Health 2 Flashcards
What is the main principle of an HMO plan?
Preventive care
why: HMO’s stress preventive care to reduce the cost of health care and duplication of services. Preventive care includes annual checkups, immunization, early detection and diagnosis.
Who determines the eligibility and contribution limits of a Health Reimbursement Account (HRA)?
The employer
Why: HRAs consist of funds set aside by employers to reimburse employees for qualified medical expenses. The employer determines eligibility and contribution limits of an HRA.
Who are the parties in a group health contract?
The employer and the insurer
Why: In a group insurance, the contract is between the insurance company and the group sponsor (employer, union, trust, or other organization). The group sponsor receives the master policy and the insureds receive certificates of insurance.
Most health policies will pay the accidental death benefit if the death is caused by an accident and occurs within how many days?
90 Days
Why: Most accidental death and dismemberment (AD&D) policies will pay the accidental death benefit as long as the death is caused by the accident and occurs within 90 days.

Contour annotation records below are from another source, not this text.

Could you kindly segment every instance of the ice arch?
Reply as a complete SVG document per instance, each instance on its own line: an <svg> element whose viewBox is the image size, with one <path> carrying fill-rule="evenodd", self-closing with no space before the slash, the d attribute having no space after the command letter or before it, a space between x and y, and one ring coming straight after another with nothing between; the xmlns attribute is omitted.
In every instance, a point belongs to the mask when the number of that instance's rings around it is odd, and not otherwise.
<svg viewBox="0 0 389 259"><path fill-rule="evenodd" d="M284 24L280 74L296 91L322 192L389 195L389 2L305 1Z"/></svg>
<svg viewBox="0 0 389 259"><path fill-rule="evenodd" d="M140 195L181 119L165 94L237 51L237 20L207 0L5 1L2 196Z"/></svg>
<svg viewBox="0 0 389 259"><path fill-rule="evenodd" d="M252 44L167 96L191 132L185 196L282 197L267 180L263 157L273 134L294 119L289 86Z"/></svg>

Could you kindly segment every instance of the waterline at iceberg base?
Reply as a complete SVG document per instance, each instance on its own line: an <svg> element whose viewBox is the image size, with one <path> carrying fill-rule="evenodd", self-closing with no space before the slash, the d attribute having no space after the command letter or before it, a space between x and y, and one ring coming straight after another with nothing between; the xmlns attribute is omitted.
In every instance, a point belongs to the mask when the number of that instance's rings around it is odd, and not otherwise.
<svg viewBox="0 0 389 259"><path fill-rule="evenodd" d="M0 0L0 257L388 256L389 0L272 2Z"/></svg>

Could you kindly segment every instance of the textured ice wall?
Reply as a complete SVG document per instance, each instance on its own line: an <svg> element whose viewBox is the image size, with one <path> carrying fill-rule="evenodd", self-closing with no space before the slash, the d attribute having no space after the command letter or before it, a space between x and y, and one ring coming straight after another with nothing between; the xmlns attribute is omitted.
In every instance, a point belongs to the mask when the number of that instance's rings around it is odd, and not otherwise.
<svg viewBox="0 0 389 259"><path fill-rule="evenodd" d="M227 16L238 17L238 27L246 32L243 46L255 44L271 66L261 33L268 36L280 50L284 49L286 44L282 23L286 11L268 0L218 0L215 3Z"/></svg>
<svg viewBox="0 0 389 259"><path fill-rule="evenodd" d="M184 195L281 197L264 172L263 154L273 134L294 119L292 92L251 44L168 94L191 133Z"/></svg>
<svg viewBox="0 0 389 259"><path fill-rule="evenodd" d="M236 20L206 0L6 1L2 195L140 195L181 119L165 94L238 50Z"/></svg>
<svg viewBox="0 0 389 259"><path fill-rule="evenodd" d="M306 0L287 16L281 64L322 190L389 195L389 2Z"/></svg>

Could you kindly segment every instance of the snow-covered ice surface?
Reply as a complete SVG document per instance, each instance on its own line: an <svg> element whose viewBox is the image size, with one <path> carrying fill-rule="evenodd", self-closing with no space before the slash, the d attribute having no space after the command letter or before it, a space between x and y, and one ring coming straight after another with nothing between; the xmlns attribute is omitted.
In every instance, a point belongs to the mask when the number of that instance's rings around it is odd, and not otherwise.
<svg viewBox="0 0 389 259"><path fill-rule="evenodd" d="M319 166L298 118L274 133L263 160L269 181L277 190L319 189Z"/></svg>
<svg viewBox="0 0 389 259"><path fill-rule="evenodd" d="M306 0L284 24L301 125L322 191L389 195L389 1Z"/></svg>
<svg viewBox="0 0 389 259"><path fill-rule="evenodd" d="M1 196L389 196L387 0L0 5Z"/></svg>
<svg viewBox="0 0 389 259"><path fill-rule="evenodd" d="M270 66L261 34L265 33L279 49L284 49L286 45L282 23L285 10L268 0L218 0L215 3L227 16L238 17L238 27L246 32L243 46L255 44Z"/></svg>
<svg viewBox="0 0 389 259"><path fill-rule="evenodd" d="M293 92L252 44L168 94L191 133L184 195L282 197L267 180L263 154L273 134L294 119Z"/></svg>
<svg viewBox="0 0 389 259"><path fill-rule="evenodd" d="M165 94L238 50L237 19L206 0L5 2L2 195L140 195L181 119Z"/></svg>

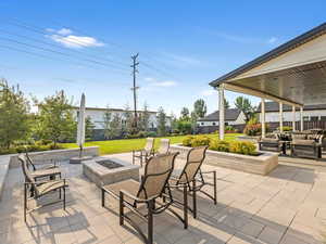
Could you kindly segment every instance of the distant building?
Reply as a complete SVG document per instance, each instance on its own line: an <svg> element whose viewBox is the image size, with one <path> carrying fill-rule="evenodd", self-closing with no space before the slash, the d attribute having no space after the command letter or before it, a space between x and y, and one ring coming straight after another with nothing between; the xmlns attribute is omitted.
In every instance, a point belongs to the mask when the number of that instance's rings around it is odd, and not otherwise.
<svg viewBox="0 0 326 244"><path fill-rule="evenodd" d="M112 117L115 114L118 114L122 118L122 123L125 123L124 115L126 113L125 110L122 108L103 108L103 107L86 107L85 115L86 117L90 117L91 123L95 125L95 140L103 140L104 139L104 113L106 111L112 113ZM79 107L74 106L75 115L78 116ZM128 111L134 113L134 111ZM138 111L138 116L141 116L143 111ZM158 127L156 115L158 112L149 111L149 129L155 131ZM166 127L171 127L171 118L166 119Z"/></svg>
<svg viewBox="0 0 326 244"><path fill-rule="evenodd" d="M225 110L225 125L233 126L237 129L243 129L246 124L246 116L242 111L238 108ZM215 111L208 116L197 120L197 126L200 132L213 132L218 129L220 111Z"/></svg>

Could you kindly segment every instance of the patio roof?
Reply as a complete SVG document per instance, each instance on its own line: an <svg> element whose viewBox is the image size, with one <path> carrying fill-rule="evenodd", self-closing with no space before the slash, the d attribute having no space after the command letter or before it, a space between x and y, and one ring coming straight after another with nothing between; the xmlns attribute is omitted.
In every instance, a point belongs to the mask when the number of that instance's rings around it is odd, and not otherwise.
<svg viewBox="0 0 326 244"><path fill-rule="evenodd" d="M289 105L326 103L326 23L210 82Z"/></svg>

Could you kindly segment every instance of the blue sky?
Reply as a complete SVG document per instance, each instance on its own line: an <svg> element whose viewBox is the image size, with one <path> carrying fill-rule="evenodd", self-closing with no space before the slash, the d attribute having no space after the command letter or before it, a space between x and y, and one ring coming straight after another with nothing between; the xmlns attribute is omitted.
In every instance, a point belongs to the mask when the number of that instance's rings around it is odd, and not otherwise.
<svg viewBox="0 0 326 244"><path fill-rule="evenodd" d="M64 89L88 106L178 114L196 99L217 110L209 82L325 22L325 1L0 2L0 77L38 98ZM50 50L50 51L49 51ZM230 104L238 94L227 92ZM252 98L253 103L258 99Z"/></svg>

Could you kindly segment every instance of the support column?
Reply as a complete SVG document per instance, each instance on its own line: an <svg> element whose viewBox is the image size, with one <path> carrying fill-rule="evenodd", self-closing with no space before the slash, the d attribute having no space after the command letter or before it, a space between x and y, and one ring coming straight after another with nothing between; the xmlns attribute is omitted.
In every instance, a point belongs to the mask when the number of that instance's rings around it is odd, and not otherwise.
<svg viewBox="0 0 326 244"><path fill-rule="evenodd" d="M283 103L279 103L279 132L283 133Z"/></svg>
<svg viewBox="0 0 326 244"><path fill-rule="evenodd" d="M224 105L224 86L223 84L218 87L218 110L220 110L220 140L224 140L224 128L225 128L225 105Z"/></svg>
<svg viewBox="0 0 326 244"><path fill-rule="evenodd" d="M262 123L262 138L266 137L266 117L265 117L265 100L262 99L261 102L261 108L262 108L262 117L261 117L261 123Z"/></svg>
<svg viewBox="0 0 326 244"><path fill-rule="evenodd" d="M292 130L296 130L296 106L292 106Z"/></svg>
<svg viewBox="0 0 326 244"><path fill-rule="evenodd" d="M300 107L300 130L303 131L303 107Z"/></svg>

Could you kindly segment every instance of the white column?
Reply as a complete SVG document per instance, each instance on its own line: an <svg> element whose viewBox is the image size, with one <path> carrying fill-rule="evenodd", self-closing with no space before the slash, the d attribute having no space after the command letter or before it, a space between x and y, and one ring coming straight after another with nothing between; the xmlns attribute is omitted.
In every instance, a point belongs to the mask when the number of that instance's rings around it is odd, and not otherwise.
<svg viewBox="0 0 326 244"><path fill-rule="evenodd" d="M224 140L224 127L225 127L225 106L224 106L224 86L220 85L218 88L218 110L220 110L220 140Z"/></svg>
<svg viewBox="0 0 326 244"><path fill-rule="evenodd" d="M292 130L296 130L296 106L292 106Z"/></svg>
<svg viewBox="0 0 326 244"><path fill-rule="evenodd" d="M261 106L261 108L262 108L262 120L261 120L261 123L262 123L262 138L265 138L265 136L266 136L266 117L265 117L265 100L264 99L262 99L262 106Z"/></svg>
<svg viewBox="0 0 326 244"><path fill-rule="evenodd" d="M283 103L279 103L279 132L283 132Z"/></svg>
<svg viewBox="0 0 326 244"><path fill-rule="evenodd" d="M300 130L303 131L303 107L300 107Z"/></svg>

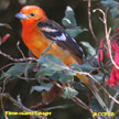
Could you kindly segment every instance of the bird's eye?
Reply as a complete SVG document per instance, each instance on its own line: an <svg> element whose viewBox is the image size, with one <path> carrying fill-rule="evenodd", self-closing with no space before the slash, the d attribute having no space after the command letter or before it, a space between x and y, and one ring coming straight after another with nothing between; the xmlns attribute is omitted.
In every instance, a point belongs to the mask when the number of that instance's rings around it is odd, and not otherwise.
<svg viewBox="0 0 119 119"><path fill-rule="evenodd" d="M34 13L30 13L30 15L31 15L31 17L34 17L35 14L34 14Z"/></svg>

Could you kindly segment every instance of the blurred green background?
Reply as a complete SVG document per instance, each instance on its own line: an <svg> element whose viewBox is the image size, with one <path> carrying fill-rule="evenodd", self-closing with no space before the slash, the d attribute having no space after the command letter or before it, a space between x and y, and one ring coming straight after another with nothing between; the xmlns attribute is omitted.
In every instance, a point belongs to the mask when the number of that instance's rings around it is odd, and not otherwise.
<svg viewBox="0 0 119 119"><path fill-rule="evenodd" d="M17 42L20 41L20 47L28 56L28 48L23 44L21 39L21 23L14 18L14 14L18 13L23 6L35 4L44 9L47 17L62 25L62 19L65 14L65 9L67 6L71 6L76 15L77 24L84 29L88 29L88 14L87 14L87 1L83 0L0 0L0 23L9 23L12 30L7 28L0 28L0 36L4 36L7 33L10 33L10 39L3 43L0 48L2 52L11 55L12 57L21 57L21 53L17 48ZM99 0L91 2L91 10L95 8L101 7ZM98 13L93 14L93 26L98 39L101 39L104 35L102 23L98 19ZM87 41L93 46L95 46L95 41L89 31L83 32L79 36L76 37L77 42ZM0 67L11 63L11 61L0 55ZM37 93L30 95L30 88L32 85L35 85L35 82L24 82L20 79L10 80L7 83L6 91L10 93L13 98L17 98L18 95L21 96L22 102L24 106L30 107L36 105L40 101L40 96ZM2 86L2 83L0 83ZM83 93L79 94L79 97L88 104L87 96ZM64 100L62 98L54 100L50 106L58 106L63 104L71 104L69 100ZM47 107L50 107L47 106ZM4 100L6 110L18 110L9 100ZM45 106L46 108L46 106ZM1 109L0 109L1 110ZM88 111L82 109L78 106L73 106L67 109L55 109L52 111L50 119L89 119L90 115ZM2 113L0 111L0 113ZM28 117L11 117L10 119L26 119ZM1 117L0 117L1 119Z"/></svg>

Under an individual disability income policy, the benefits must be paid on at least what schedule?
Monthly
Why: If a claim involves disability benefits, the policy must pay those benefits not less frequently than monthly.
What do individual insureds receive as proof of their group health coverage?
Certificate of insurance
Why: The individuals covered under a group insurance contract are issued certificates of insurance. The policy itself, called the master policy, is issued to the group sponsor (usually the employer).
The insured on a health policy misstated his age on the insurance application. If this misrepresentation is discovered, what will happen to the policy?
The benefit amount payable under the policy will be adjusted to the insureds correct age.
Why: If an insured misstates his or her age on the policy application, the misstatement of age provision will change the payable benefit to that which would have been purchased at the insured’s actual age.
In health insurance, when would an excess plan pay benefits?
After the primary plan has paid its full promised benefit, the excess plan will pay the balance
Why: According to the coordination of benefits provision, once the primary plan has paid its full promised benefit, the insured submits the claim to the secondary, or excess, provider for any additional benefits payable.
When an individual is covered under two health plans that have duplicate benefits, the benefit will be prorated to avoid what?
Overinsurance
Why: Overinsurance exists when an individual purchases duplicating coverage with the intent to collect from each policy for a single loss. The coordination of benefits provision limits the total amount of claims paid from all insurers covering the insured to no more than the total allowable medical expenses.
According to the time limit on certain defenses provision in health insurance policies, when can an insurer contest fraudulent misstatements on a health insurance application?
Anytime while the policy is in force
Why: Fraudulent misstatements made in the application for insurance may be contested by the insurer any time the policy is in force and may be used to deny a claim.